1. Types of AI Agent Tools

• Data Tools Data tools are the workhorses for gathering, processing, and refining information. They enable agents to query databases, retrieve web data, or parse documents, creating the critical knowledge base an AI uses to generate insights. In many applications, these systems incorporate retrieval augmented generation (RAG) techniques. Traditional RAG methods pull in relevant external information to support generative models, while agentic RAG goes further by granting the agent autonomy—allowing it to decide when and what additional data to retrieve based on its goals. This dynamic retrieval makes the process not only reactive but also proactive in achieving task-specific outcomes.

• Action Tools Action tools empower an AI to affect change in its environment. They include APIs, control systems, or robotic actuators that transform decisions into real-world or digital actions. These tools enable the agent not just to talk about tasks but to execute them: from sending messages and updating records to controlling machines or interfacing with other software systems.

• Orchestration Tools When complex tasks require multiple specialized agents or modules, orchestration tools step in as the conductors of the system. They manage workflows, coordinate tasks among various sub-agents, and ensure that all actions align with the overarching goals. This coordination is crucial in systems where different processes must work together seamlessly—whether they’re organized in a hierarchy or running in parallel.

2. Data vs. Agentic RAG

In traditional RAG, the agent uses a fixed strategy to retrieve information—essentially tapping into a data reservoir to enhance its responses. In contrast, agentic RAG embodies a more dynamic approach. Here, the agent actively determines what to fetch, when to fetch it, and how best to integrate that data into its outputs. This level of agency means the retrieval process adapts in real time, tailored to the context of the ongoing task and the agent’s evolving objectives.

3. Memory in AI Agents

Memory plays a pivotal role in the effectiveness of AI systems:

• Short-Term Memory This is the agent’s active workspace. It holds context during a conversation or session, enabling the AI to keep track of the immediate flow of information and maintain coherent interactions over the span of a single task or dialogue.
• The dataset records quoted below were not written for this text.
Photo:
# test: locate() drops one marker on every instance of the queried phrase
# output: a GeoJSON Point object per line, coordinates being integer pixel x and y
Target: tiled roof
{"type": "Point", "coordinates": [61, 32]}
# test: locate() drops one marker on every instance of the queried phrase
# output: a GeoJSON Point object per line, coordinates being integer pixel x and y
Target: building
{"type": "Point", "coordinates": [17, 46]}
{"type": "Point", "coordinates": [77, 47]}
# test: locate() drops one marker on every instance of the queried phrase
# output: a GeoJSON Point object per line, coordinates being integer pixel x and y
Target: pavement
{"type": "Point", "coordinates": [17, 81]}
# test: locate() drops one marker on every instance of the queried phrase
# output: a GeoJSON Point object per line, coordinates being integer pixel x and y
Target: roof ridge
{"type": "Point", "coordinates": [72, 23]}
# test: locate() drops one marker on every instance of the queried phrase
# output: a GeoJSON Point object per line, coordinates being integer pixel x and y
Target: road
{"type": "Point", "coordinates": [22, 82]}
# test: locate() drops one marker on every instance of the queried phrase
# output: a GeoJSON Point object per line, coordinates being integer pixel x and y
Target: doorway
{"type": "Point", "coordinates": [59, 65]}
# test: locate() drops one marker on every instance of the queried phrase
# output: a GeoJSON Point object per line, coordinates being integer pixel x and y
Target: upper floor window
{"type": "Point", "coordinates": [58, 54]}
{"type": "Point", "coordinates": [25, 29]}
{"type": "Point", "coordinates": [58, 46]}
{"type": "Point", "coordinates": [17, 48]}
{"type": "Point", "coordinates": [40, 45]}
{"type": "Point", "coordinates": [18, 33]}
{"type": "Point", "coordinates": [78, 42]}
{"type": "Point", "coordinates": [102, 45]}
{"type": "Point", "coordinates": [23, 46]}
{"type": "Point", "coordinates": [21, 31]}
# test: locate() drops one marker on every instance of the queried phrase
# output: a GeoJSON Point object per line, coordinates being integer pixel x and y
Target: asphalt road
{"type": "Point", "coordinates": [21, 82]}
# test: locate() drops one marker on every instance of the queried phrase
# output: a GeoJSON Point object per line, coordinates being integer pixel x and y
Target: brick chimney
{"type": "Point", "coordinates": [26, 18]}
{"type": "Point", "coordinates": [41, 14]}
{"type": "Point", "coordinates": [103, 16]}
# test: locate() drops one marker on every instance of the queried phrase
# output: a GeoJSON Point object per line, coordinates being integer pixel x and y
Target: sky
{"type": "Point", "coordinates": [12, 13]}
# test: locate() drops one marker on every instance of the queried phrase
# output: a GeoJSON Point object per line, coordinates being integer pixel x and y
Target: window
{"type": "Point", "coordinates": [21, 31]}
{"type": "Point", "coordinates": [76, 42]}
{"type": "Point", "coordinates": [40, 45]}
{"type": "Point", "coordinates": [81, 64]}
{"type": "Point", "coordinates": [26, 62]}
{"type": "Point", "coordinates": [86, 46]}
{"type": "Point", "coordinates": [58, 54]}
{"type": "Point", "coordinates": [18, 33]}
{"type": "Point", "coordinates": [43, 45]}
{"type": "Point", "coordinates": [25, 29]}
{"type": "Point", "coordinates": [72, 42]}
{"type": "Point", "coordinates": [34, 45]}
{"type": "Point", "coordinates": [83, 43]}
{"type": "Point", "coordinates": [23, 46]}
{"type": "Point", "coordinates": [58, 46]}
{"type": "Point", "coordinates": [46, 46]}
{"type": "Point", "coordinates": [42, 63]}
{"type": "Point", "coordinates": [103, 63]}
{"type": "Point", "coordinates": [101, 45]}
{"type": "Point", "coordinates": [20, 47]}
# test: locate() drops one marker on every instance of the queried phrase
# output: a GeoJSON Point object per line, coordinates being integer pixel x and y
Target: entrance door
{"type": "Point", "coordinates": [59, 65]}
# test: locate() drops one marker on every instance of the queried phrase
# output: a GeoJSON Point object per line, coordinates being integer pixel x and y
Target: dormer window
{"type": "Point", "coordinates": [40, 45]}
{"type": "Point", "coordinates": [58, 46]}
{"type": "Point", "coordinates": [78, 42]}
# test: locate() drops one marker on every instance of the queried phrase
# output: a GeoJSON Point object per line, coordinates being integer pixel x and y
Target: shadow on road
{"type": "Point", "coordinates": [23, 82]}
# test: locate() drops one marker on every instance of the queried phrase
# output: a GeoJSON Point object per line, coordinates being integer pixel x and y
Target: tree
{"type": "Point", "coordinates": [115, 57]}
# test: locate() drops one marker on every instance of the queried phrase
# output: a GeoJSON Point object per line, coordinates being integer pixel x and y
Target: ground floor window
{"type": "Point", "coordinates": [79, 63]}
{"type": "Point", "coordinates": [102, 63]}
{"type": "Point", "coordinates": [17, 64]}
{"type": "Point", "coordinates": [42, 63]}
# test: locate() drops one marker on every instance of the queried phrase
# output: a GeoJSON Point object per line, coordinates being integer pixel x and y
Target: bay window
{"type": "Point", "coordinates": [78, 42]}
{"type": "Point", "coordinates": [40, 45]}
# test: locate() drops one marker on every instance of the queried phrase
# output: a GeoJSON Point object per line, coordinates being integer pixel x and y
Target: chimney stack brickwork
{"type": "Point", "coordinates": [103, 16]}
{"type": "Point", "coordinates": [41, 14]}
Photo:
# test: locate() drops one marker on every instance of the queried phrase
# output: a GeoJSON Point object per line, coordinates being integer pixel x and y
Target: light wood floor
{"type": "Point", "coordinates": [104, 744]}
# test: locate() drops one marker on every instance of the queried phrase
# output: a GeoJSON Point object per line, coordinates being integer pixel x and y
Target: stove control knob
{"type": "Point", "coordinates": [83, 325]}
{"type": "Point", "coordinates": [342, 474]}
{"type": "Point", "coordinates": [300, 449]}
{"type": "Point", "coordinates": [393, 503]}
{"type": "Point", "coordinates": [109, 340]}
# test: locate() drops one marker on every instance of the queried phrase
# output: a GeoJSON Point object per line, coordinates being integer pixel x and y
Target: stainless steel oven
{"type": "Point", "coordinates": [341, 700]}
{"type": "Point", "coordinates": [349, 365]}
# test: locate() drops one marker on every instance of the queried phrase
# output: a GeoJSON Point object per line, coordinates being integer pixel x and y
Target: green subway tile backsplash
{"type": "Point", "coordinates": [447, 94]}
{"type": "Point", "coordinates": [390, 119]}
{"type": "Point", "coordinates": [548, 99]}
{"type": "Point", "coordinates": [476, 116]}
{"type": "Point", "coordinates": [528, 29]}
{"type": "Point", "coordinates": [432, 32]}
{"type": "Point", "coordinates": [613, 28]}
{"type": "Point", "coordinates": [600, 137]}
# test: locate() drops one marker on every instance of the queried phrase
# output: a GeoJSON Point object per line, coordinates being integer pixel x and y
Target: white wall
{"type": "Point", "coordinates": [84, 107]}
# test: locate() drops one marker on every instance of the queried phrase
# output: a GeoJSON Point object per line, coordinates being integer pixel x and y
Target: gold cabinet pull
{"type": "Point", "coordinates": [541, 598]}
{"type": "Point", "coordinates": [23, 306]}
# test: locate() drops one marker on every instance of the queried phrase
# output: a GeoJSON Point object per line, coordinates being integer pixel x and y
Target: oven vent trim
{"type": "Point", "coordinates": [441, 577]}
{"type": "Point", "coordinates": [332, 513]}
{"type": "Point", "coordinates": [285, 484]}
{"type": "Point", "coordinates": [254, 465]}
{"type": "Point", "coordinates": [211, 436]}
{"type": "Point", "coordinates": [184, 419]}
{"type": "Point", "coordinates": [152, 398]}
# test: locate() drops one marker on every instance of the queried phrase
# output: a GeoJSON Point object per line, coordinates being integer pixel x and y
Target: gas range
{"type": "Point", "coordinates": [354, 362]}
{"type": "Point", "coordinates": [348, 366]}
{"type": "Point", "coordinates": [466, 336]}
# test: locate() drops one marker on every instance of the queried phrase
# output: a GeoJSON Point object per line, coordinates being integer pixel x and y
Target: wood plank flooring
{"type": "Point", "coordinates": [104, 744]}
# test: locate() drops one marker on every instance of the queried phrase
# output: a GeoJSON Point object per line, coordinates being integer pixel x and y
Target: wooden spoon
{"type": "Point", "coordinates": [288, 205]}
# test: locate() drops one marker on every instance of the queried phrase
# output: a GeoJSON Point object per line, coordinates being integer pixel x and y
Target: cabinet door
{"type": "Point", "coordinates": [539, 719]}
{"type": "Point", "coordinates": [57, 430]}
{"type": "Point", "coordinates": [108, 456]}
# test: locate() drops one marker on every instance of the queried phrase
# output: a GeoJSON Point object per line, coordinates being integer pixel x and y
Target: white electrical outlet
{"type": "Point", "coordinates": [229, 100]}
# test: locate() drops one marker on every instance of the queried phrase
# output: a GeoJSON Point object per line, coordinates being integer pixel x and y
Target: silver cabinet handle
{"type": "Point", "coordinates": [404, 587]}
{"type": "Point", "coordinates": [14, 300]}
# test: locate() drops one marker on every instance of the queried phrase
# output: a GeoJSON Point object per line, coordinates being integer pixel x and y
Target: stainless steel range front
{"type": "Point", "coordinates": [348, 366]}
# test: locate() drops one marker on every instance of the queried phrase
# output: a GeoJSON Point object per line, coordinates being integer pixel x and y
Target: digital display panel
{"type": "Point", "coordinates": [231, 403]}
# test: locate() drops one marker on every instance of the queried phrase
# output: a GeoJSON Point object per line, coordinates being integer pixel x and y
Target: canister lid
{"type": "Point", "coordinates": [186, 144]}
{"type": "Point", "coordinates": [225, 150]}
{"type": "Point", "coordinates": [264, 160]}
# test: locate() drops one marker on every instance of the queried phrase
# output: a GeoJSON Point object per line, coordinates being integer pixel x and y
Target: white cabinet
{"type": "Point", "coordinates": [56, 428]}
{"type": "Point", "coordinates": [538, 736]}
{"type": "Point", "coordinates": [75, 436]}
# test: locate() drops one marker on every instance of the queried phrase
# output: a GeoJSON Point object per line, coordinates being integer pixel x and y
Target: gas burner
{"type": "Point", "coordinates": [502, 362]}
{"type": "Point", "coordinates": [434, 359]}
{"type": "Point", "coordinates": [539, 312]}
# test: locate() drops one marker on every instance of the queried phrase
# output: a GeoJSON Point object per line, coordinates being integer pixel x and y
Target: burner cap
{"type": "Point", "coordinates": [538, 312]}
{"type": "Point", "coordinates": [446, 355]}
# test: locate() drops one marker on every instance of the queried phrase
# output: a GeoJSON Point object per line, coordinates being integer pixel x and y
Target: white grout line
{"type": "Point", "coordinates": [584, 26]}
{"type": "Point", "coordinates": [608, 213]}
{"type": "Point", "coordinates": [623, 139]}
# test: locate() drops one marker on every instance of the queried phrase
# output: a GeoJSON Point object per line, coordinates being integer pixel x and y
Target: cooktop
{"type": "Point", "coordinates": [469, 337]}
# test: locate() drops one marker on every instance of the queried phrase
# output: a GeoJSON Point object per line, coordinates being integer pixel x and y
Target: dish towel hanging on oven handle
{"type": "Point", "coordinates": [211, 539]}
• Long-Term Memory In contrast, long-term memory allows the agent to store information across multiple sessions. This could include user preferences, historical interactions, or accumulated experience. By leveraging long-term memory, AI agents can offer more personalized service over time and adapt their behavior based on past interactions.

4. Multi-Agent Architectures

Modern AI systems often deploy collaborative architectures to manage complex tasks:

• Multi-Agent Crews These are teams of agents that work on different aspects of a problem concurrently. Each agent may specialize in a particular domain, and together they pool their expertise to handle intricate or multifaceted challenges.

• Hierarchical Systems In a hierarchical setup, agents are arranged in layers. Higher-level agents set strategic goals and delegate tasks to lower-level ones, which handle more granular, tactical operations. This structure mirrors organizational hierarchies where executive decisions filter down to operational actions.

• Parallel Agents With parallel agents, multiple entities operate concurrently and independently on different subtasks. Their outputs are later integrated, enabling the overall system to perform large-scale tasks efficiently without the bottlenecks of serial processing.

Bringing It All Together

By combining data tools (especially those enhanced by agentic RAG), action tools, and orchestration tools, modern AI agents achieve a balance between data-driven insight and effective execution. Integrating short-term and long-term memory enhances contextual understanding and personalization, while multi-agent architectures—whether it be multi-agent crews, hierarchical systems, or parallel agents—allow for scalable and adaptive problem-solving. These design principles are key in enabling AI to operate with both autonomy and cohesion, dynamically adjusting its strategy to meet evolving challenges.